To make this value interpretable, the script also exports:

- **depth\_mm**: depth distribution $Z$ (mm) of used GT points (P05/P50/P95),
- **triangulation\_error\_rel\_z\_percent**: relative error $100\,\lVert \hat{\mathbf X}-\mathbf X_{\mathrm{GT}}\rVert/Z$ (RMS/P95/max).

Thus, a “RMS = 7.4 mm” can be read as “$\approx 0.55\%$ at $Z \approx 1.3\,\mathrm{m}$” for this scene.

### Interpreting triangulation (mm) vs working distance

Absolute errors (mm) depend strongly on working distance: for a constant disparity error $\sigma_d$ (px), the classic stereo approximation yields:

```{math}
:label: eq-depth-error
\sigma_Z \approx \frac{Z^2}{f_x\,B}\,\sigma_d
\quad\Longrightarrow\quad
\frac{\sigma_Z}{Z} \approx \frac{Z}{f_x\,B}\,\sigma_d \approx \frac{\sigma_d}{d},
```

where $Z$ is depth, $B$ the baseline, $f_x$ the focal length (px), $d$ the disparity (px).
We therefore also report a relative metric (% of $Z$), which enables comparisons across scenes with different distances.

On the example of Tab. {numref}`tab-stereo-calib-example`:

```{list-table} Depth and normalized 3D error (same example).
:name: tab-stereo-triang-interpret
:header-rows: 1

* - 2D method
  - Depth P50 (mm)
  - Depth [P05, P95] (mm)
  - Triang RMS (%Z)
  - Triang P95 (%Z)
* - raw
  - 1539
  - [909, 1612]
  - 0.615
  - 1.057
* - rayfield\_tps\_robust
  - 1539
  - [909, 1612]
  - 0.518
  - 0.589
```

Tab. {numref}`tab-stereo-triang-interpret` shows that, despite “visually large” mm errors, the relative error is on the order of $10^{-2}$ (percent), and that the ray-field improvement is consistent with the strong drop in baseline error in pixel units.
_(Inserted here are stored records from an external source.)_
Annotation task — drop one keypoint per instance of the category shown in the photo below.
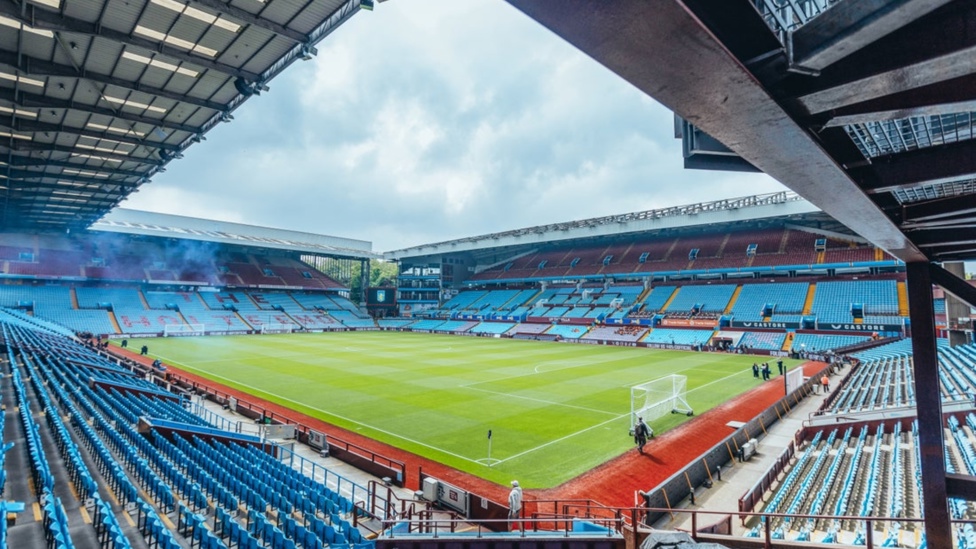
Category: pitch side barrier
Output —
(707, 467)
(358, 456)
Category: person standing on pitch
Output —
(515, 505)
(641, 433)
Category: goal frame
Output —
(656, 398)
(184, 330)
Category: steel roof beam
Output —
(668, 53)
(24, 125)
(251, 19)
(25, 175)
(34, 146)
(949, 97)
(911, 168)
(961, 486)
(35, 101)
(22, 161)
(935, 48)
(39, 67)
(942, 237)
(849, 26)
(951, 208)
(47, 20)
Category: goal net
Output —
(659, 397)
(174, 330)
(277, 328)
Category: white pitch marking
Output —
(539, 400)
(560, 439)
(258, 391)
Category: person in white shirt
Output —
(515, 505)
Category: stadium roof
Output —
(784, 206)
(864, 108)
(135, 222)
(97, 96)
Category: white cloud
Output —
(428, 120)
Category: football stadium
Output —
(803, 360)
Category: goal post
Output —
(667, 395)
(276, 328)
(174, 330)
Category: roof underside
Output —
(864, 108)
(97, 96)
(793, 213)
(136, 222)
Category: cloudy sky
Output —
(428, 120)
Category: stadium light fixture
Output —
(134, 104)
(308, 51)
(21, 79)
(13, 23)
(174, 41)
(159, 64)
(199, 15)
(17, 111)
(113, 129)
(16, 135)
(56, 4)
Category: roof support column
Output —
(928, 404)
(364, 276)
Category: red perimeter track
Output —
(612, 484)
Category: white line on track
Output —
(539, 400)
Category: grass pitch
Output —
(555, 410)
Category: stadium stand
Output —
(492, 328)
(777, 301)
(865, 472)
(813, 343)
(704, 298)
(629, 334)
(837, 301)
(772, 341)
(567, 331)
(772, 248)
(674, 336)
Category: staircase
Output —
(808, 304)
(670, 299)
(735, 296)
(115, 321)
(902, 298)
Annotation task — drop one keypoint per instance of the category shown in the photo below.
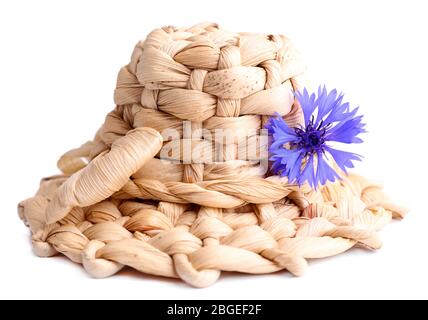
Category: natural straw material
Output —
(119, 204)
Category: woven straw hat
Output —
(159, 190)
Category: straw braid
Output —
(118, 204)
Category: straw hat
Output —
(177, 182)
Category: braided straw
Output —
(133, 196)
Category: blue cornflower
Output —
(301, 153)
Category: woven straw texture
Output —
(118, 204)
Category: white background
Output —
(58, 67)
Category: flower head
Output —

Note: on synthetic datasets v0, `gt_charuco_corners.npz` provides `XYZ_world_mm`. The script assumes that this 3D is consistent with the triangulation convention (left-camera frame), which holds for `dataset/v0_png/train/scene_0000` (verified by reprojection).

Reading guide:

- The drop in reprojection RMS (mono + stereo) indicates that OpenCV absorbs much less localization error.
- The baseline error in pixels (equivalent disparity) drops significantly, showing that stereo geometry (scale) becomes much more stable.
- 3D triangulation improves as well, but it also depends on the quality of estimated intrinsics/distortion and on pose geometry.